Long life of the universe

But such an atomic structure puzzled scientists. According to the dominant classical physics of the time, an electron that moved around the nucleus all the time had to continuously emit electromagnetic waves. Since this process means energy loss, all negative particles would soon lose their speed and fall to the core. However, the universe has been around for a very long time, and a global catastrophe has not yet occurred. The paradox of too old matter was brewing.

Postulates of Bohr

Bohr's postulates were able to explain the discrepancy. Then it was just statements, leaps into the unknown, which were not confirmed by calculations or theory. According to the postulates, there were energy levels of electrons in an atom. Each negatively charged particle could only be at these levels. The transition between the orbitals (the so-called levels) is carried out by a jump, while a quantum of electromagnetic energy is released or absorbed.

Planck's discovery of a quantum later explained this behavior of electrons.

Light and atom

The amount of energy needed for the transition depends on the distance between the energy levels of the atom. The farther they are from each other, the greater the emitted or absorbed quantum.

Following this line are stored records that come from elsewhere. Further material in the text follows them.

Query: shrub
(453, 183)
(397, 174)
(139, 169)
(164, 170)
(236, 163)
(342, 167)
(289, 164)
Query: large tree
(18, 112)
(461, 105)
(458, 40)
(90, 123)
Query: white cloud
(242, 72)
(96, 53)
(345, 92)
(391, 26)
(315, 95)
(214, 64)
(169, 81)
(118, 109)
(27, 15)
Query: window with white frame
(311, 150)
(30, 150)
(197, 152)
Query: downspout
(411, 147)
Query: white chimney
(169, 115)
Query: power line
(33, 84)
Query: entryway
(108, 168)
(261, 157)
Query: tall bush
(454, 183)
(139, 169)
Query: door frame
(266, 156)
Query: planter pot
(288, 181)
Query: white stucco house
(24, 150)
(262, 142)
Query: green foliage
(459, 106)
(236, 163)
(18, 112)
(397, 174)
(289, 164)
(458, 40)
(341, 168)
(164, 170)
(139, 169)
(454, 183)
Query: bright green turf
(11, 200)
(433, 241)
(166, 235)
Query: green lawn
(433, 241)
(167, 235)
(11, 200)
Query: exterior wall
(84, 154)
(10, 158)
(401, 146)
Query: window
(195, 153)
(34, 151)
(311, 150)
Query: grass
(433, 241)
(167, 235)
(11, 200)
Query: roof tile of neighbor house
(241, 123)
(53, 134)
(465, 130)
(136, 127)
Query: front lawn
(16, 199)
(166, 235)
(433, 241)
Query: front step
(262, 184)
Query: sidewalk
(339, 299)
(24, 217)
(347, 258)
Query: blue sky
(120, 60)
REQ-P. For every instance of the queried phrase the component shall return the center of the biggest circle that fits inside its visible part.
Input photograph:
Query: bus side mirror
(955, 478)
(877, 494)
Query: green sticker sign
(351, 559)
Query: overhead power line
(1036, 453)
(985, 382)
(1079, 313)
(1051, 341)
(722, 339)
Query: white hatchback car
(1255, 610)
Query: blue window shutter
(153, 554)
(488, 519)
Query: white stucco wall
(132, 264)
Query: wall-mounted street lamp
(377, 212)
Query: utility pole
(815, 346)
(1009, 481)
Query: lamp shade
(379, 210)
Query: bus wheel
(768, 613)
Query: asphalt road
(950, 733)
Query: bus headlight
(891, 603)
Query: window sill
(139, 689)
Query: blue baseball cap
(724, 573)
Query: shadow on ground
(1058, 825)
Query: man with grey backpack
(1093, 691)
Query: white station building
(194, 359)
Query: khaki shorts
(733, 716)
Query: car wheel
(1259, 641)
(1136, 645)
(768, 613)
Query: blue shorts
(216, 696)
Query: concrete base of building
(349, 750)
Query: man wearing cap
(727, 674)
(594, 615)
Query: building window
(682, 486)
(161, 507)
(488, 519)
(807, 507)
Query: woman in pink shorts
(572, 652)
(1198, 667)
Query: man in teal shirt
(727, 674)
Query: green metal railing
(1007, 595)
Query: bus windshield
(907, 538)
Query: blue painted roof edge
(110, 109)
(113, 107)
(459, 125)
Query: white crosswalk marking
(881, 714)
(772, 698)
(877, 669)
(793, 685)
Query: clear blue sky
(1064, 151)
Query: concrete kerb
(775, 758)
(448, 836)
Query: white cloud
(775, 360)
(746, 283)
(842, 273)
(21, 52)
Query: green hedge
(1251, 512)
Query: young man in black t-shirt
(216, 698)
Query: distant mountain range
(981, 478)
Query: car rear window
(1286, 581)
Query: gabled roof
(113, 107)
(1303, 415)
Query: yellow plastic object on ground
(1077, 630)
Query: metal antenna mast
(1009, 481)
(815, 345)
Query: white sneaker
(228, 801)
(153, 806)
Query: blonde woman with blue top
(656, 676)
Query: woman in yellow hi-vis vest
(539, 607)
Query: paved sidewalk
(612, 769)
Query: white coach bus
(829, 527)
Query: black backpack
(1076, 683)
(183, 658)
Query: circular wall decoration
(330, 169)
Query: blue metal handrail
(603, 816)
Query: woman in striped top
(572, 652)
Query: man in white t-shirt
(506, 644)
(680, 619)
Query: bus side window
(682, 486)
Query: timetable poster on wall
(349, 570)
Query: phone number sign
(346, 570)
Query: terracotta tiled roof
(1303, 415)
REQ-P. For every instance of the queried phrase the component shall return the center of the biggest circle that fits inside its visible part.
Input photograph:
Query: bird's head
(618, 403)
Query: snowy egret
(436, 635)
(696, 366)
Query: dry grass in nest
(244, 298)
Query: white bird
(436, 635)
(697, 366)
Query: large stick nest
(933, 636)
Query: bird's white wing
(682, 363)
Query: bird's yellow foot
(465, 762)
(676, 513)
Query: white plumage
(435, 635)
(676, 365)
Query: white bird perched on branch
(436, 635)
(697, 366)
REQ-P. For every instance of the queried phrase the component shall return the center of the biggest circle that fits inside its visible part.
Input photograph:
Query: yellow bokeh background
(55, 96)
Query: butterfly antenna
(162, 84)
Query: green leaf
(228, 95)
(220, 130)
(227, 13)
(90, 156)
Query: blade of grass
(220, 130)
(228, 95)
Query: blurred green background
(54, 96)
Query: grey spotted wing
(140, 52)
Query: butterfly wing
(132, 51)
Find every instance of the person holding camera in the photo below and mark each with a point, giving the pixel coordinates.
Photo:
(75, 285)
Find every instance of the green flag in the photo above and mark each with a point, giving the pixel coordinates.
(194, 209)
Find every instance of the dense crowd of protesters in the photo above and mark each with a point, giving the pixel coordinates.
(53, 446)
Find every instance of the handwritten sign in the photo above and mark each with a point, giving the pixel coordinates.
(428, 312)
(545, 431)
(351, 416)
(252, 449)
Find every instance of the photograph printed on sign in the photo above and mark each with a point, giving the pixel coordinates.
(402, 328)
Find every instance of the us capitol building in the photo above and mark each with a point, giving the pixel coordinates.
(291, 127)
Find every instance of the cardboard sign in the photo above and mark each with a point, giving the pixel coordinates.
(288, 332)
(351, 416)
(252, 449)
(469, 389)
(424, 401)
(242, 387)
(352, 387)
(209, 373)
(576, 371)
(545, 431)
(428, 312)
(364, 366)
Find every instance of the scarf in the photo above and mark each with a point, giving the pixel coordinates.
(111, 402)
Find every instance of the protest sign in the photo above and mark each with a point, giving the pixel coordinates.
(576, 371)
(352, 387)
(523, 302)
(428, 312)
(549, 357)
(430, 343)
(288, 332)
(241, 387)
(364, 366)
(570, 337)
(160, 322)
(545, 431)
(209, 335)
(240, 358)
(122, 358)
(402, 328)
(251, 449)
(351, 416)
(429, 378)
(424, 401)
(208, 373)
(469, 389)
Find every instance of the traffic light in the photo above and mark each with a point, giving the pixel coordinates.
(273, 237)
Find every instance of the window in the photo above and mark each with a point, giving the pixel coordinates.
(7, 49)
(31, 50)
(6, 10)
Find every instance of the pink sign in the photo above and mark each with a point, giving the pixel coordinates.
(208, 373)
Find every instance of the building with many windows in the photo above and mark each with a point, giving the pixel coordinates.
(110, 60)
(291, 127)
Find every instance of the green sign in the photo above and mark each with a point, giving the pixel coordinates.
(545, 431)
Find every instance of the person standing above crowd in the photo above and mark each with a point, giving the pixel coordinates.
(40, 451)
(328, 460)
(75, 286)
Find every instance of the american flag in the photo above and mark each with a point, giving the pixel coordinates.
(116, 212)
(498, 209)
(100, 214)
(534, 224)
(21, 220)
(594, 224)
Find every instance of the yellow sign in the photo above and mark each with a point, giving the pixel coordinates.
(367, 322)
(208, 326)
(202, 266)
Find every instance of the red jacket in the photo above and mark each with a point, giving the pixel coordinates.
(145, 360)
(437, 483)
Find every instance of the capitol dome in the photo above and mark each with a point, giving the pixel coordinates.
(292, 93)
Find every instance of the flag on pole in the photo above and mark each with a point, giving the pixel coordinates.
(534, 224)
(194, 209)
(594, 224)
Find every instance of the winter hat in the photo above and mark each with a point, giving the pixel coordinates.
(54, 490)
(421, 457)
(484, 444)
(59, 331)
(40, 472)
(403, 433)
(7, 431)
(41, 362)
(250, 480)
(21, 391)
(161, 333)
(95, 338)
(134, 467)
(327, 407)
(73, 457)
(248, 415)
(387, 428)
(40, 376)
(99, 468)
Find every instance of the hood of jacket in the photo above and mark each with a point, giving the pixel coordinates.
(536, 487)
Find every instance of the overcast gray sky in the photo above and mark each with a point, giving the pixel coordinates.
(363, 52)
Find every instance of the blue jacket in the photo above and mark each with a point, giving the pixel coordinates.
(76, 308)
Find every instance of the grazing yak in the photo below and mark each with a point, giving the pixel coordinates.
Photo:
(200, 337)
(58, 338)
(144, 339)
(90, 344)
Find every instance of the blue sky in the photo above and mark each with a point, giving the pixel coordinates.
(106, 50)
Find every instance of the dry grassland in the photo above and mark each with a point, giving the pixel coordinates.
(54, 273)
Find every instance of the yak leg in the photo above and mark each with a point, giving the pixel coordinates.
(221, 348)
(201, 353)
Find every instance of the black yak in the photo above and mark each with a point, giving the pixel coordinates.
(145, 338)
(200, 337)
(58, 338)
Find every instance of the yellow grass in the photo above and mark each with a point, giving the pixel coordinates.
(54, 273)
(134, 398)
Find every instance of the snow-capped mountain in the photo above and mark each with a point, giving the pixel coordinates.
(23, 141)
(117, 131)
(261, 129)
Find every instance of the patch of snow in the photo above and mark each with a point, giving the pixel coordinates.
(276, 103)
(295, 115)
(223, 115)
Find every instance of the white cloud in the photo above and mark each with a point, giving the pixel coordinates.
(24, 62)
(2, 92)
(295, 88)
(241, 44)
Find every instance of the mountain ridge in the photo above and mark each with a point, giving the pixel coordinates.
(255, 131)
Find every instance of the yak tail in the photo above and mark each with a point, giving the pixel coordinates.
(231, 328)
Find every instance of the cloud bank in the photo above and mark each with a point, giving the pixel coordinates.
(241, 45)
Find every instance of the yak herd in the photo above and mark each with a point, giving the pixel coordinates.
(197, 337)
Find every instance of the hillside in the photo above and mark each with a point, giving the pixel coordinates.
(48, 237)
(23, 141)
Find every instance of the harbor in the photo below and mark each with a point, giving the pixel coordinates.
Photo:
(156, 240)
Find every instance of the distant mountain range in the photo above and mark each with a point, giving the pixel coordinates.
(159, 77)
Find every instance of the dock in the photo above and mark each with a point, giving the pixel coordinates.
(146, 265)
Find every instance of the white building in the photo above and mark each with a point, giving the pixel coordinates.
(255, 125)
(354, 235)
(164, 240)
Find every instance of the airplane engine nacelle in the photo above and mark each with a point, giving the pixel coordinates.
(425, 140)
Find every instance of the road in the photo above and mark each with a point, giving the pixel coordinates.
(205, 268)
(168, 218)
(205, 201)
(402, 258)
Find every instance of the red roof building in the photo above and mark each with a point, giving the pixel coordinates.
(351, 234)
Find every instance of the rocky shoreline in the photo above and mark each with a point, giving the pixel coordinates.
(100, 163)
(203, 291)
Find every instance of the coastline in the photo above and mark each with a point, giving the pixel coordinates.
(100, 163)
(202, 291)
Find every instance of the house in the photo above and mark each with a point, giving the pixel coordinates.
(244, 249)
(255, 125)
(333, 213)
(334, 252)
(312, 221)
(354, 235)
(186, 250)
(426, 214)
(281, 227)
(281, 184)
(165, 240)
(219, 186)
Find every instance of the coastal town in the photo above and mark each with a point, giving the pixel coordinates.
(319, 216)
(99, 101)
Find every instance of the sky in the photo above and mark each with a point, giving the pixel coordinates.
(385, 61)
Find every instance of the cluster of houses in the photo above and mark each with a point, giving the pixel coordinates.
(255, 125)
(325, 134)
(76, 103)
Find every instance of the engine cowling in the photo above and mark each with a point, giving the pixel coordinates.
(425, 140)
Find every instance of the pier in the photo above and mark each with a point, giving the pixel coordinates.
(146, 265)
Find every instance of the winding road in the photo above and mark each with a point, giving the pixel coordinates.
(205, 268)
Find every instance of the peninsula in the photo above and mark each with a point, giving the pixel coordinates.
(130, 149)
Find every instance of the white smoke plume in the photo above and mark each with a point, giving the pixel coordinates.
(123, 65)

As you know, light is the quantum of the electromagnetic field. Thus, when an electron in an atom passes from a higher to a lower level, it creates light. In this case, the inverse law also applies: when an electromagnetic wave hits an object, it excites its electrons, and they transfer to a higher orbital.

In addition, the energy levels of an atom are individual for each type of chemical element. The pattern of the distances between the orbitals differs for hydrogen and gold, tungsten and copper, bromine and sulfur. Therefore, the analysis of the emission spectra of any object (including stars) unambiguously determines what substances and in what quantity are present in it.

This method is applied incredibly widely. Spectral analysis is used:

• in forensics;
• in monitoring the quality of food and water;
• in the production of goods;
• in the creation of new materials;
• in the improvement of technology;
• in scientific experiments;
• in the study of stars.

This list only roughly shows how useful the discovery of electronic levels in the atom turned out to be. Electronic levels are the coarsest, the biggest. There are smaller vibrational, and even finer rotational levels. But they are relevant only for complex compounds - molecules and solids.

It must be said that the structure of the nucleus has not yet been fully investigated. For example, there is no answer to the question of why such a number of neutrons corresponds to a certain number of protons. Scientists suggest that the atomic nucleus also contains a certain analogue of electronic levels. However, this has not yet been proven.